The 19 Million Project here in Rome addresses the most recent immigration wave into Europe - but not only this. 19 million are refugees who have left their home country because of war and conflict.

“We are talking about the European immigration crisis but this has been going on since long all over the world”, one speaker pointed out this morning.

We wanted to check out if we can see that in the media coverage. The Juicer, our home-made news aggregation system allows us to look into this question.

The Juicer has a provisional front end (which isn’t public… yet) but its core bit is the a aggregation of news streams via RSS feeds and the extraction of meaningful metadata from these news, all of which can be accessed via an API.

The graphic on top shows you that the speaker was right. Migration may be happening all the time but we are talking about it only recently because the mainstream media, including the BBC, has increased its coverage massively since September this year, when the picture of Aylan Kurdi went around the world.

The interactive graphic shows the number of articles per day and links to the original pages on the respective outlet.


The script below shows how we can extract the number of news stories mentioning the word ‘refugee’ in the text and visualise it.

library(RCurl)
library(XML)
library(jsonlite)
library(plyr)
library(reshape)
library(ggplot2)

The Juicer holds around 400 sources available at the moment, the source IDs stand for individual publications.

sourceIDs <- c(1, 8, 43, 160, 89)
sourcestring <- ""
for(s in sourceIDs){sourcestring <- paste(sourcestring,"&sources%5B%5D=",s, sep="")}
sourcestring
 
query = "refugee" 	## --- query string

after = "2015-01-01" 	## --- dates
before = "2015-11-01"

key = 'xxxxxxxxxxxxx' 	## --- API key

search <- paste("http://data.test.bbc.co.uk/bbcrd-juicer/articles?",
                  "q=", query,
                  "&apikey=", key, 
                  "&recent_first",
                  sourcestring ,
                  "&published_after=",after,"T00:00:00.000Z",
                  "&published_before=",before,"T00:00:00.000Z",    
                  sep="")
  contentJSON <- getURL(search)
  contentDF <- fromJSON(contentJSON) 
  
articleSource = contentDF$hits$source[,"source-name"]
articleDate = contentDF$hits$published
articleTitle = contentDF$hits$title
write(paste(articleSource, articleDate, articleTitle, sep="\t"),file=paste("JuicerA_", query, "_", total,".meta",sep=""),append=TRUE)

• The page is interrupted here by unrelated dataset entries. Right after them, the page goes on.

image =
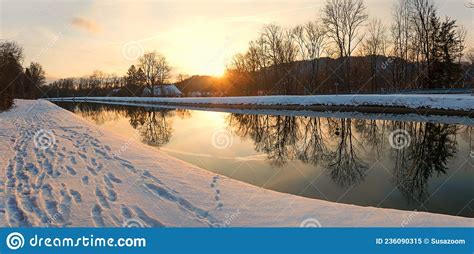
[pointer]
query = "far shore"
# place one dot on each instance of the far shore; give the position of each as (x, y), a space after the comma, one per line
(441, 105)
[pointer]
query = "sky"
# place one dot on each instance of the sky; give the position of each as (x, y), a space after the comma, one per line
(72, 38)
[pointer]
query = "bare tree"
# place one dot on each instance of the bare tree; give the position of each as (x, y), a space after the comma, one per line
(342, 19)
(423, 12)
(156, 70)
(401, 35)
(311, 41)
(374, 45)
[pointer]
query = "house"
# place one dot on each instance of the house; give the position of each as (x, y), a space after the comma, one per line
(168, 90)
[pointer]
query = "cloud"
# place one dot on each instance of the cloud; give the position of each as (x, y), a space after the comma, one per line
(87, 25)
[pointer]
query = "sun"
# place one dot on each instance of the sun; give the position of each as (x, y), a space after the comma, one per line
(214, 70)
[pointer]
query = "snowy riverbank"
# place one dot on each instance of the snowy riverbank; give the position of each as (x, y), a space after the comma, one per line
(463, 102)
(61, 170)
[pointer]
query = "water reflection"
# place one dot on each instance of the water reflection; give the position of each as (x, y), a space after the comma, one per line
(351, 153)
(336, 144)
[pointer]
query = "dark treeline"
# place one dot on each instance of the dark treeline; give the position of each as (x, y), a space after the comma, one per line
(344, 51)
(152, 70)
(16, 81)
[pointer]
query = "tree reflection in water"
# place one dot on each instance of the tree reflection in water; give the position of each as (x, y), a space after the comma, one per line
(344, 148)
(431, 147)
(153, 124)
(337, 146)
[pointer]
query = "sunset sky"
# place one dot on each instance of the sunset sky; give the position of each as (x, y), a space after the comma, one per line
(74, 38)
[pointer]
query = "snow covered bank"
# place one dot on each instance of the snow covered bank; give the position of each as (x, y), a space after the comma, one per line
(60, 170)
(425, 101)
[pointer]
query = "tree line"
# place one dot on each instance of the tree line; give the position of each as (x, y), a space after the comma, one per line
(15, 80)
(152, 69)
(343, 50)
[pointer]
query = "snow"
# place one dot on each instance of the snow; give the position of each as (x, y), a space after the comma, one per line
(61, 170)
(463, 102)
(169, 90)
(466, 120)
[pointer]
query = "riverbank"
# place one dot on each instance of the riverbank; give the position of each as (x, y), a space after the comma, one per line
(61, 170)
(425, 104)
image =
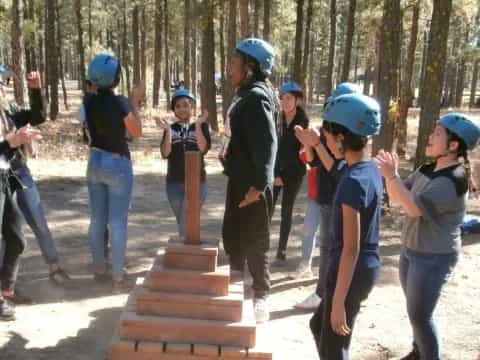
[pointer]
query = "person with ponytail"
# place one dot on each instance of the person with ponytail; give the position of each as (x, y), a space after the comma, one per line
(289, 168)
(353, 256)
(109, 174)
(249, 163)
(434, 198)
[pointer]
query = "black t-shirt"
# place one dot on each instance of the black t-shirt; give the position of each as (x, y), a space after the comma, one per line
(105, 117)
(184, 138)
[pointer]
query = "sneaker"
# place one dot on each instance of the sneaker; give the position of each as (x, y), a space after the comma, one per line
(18, 298)
(261, 311)
(59, 276)
(303, 270)
(102, 277)
(412, 355)
(7, 312)
(310, 303)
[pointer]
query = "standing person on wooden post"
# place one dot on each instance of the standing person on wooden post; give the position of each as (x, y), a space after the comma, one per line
(180, 137)
(110, 174)
(249, 164)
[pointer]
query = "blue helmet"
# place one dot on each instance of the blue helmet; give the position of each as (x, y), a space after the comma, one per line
(344, 88)
(260, 50)
(104, 71)
(179, 93)
(358, 113)
(463, 126)
(291, 87)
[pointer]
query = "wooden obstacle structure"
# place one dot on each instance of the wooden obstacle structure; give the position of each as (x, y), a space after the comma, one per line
(187, 307)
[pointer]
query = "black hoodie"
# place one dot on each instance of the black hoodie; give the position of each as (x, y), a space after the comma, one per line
(251, 152)
(288, 163)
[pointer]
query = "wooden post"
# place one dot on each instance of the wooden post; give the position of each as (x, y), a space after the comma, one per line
(192, 197)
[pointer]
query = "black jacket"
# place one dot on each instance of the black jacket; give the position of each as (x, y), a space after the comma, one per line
(251, 152)
(19, 117)
(288, 163)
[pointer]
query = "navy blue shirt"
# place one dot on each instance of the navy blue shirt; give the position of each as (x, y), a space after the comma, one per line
(361, 188)
(105, 118)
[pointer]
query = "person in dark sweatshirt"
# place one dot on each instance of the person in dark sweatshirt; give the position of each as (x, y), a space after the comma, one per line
(12, 239)
(289, 168)
(249, 164)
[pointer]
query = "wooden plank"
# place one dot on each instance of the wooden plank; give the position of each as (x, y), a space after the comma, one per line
(189, 331)
(192, 197)
(185, 281)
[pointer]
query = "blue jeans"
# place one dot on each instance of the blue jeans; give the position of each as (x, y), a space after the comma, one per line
(110, 182)
(176, 197)
(422, 277)
(31, 206)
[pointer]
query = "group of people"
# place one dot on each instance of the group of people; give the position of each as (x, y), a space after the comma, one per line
(268, 147)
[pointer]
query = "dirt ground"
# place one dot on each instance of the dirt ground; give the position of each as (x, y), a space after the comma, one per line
(76, 321)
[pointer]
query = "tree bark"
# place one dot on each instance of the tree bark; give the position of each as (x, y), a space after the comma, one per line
(331, 48)
(388, 71)
(17, 51)
(349, 40)
(186, 45)
(52, 59)
(80, 47)
(435, 63)
(297, 65)
(407, 91)
(157, 55)
(208, 94)
(267, 7)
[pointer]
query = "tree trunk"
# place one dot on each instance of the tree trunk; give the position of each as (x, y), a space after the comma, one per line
(59, 52)
(80, 48)
(267, 6)
(306, 47)
(297, 66)
(331, 48)
(349, 40)
(244, 15)
(17, 51)
(473, 86)
(435, 62)
(231, 43)
(157, 54)
(208, 95)
(143, 46)
(407, 91)
(186, 45)
(388, 71)
(136, 45)
(257, 6)
(52, 59)
(90, 31)
(167, 82)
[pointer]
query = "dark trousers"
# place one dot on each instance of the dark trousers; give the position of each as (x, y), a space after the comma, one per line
(290, 188)
(246, 235)
(12, 239)
(331, 346)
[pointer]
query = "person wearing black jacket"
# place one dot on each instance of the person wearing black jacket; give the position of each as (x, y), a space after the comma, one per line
(12, 239)
(249, 163)
(289, 169)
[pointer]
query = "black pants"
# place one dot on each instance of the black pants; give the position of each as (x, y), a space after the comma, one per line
(246, 235)
(291, 186)
(12, 239)
(331, 346)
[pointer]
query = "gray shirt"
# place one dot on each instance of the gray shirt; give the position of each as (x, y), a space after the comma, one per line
(441, 197)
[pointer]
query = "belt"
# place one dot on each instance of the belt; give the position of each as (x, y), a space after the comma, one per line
(101, 150)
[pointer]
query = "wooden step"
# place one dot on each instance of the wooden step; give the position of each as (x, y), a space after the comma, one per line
(228, 308)
(187, 331)
(190, 257)
(189, 282)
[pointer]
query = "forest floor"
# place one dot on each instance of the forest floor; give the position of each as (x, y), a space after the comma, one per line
(75, 322)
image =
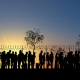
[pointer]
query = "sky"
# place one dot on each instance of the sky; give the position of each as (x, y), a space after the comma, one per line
(58, 20)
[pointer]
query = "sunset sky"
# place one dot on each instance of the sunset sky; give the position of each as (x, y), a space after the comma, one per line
(58, 20)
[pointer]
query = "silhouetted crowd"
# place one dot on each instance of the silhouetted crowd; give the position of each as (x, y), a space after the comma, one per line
(11, 60)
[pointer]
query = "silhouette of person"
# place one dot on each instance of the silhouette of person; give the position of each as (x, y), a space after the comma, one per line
(40, 59)
(15, 60)
(51, 60)
(29, 59)
(8, 58)
(47, 60)
(33, 60)
(3, 59)
(61, 60)
(12, 59)
(44, 60)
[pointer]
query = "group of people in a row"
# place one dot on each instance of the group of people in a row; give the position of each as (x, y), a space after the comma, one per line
(69, 61)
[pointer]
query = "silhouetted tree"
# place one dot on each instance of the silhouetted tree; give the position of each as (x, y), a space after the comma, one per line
(33, 37)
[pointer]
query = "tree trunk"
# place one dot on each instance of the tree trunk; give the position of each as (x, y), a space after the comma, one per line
(34, 49)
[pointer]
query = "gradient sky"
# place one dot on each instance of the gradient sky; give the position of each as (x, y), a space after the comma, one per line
(58, 20)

To visualise we use R’s ggplot2 library - just to get an idea - and make it pretty and interactive with D3 later.

metaDF$helper <- 1
metaDFsort <- metaDF[order(metaDF$V1),] # sort
plotDF2 <- ddply(metaDFsort, .(articleDate3), mutate, counter=1:sum(helper))

ggplot(plotDF2, aes(fill=as.factor(V1))) + 
  geom_rect(aes(xmin=as.Date(articleDate3), xmax=as.Date(articleDate3+5), ymin=counter, ymax=counter+0.8)) +
  labs(x="", y="# news articles per week", fill="") +
  ggtitle(paste(total, "news articles with the word '",query, "'", sep=" ")) +
  scale_fill_brewer(palette="Set1") +
  plottheme +
  theme(legend.position="top")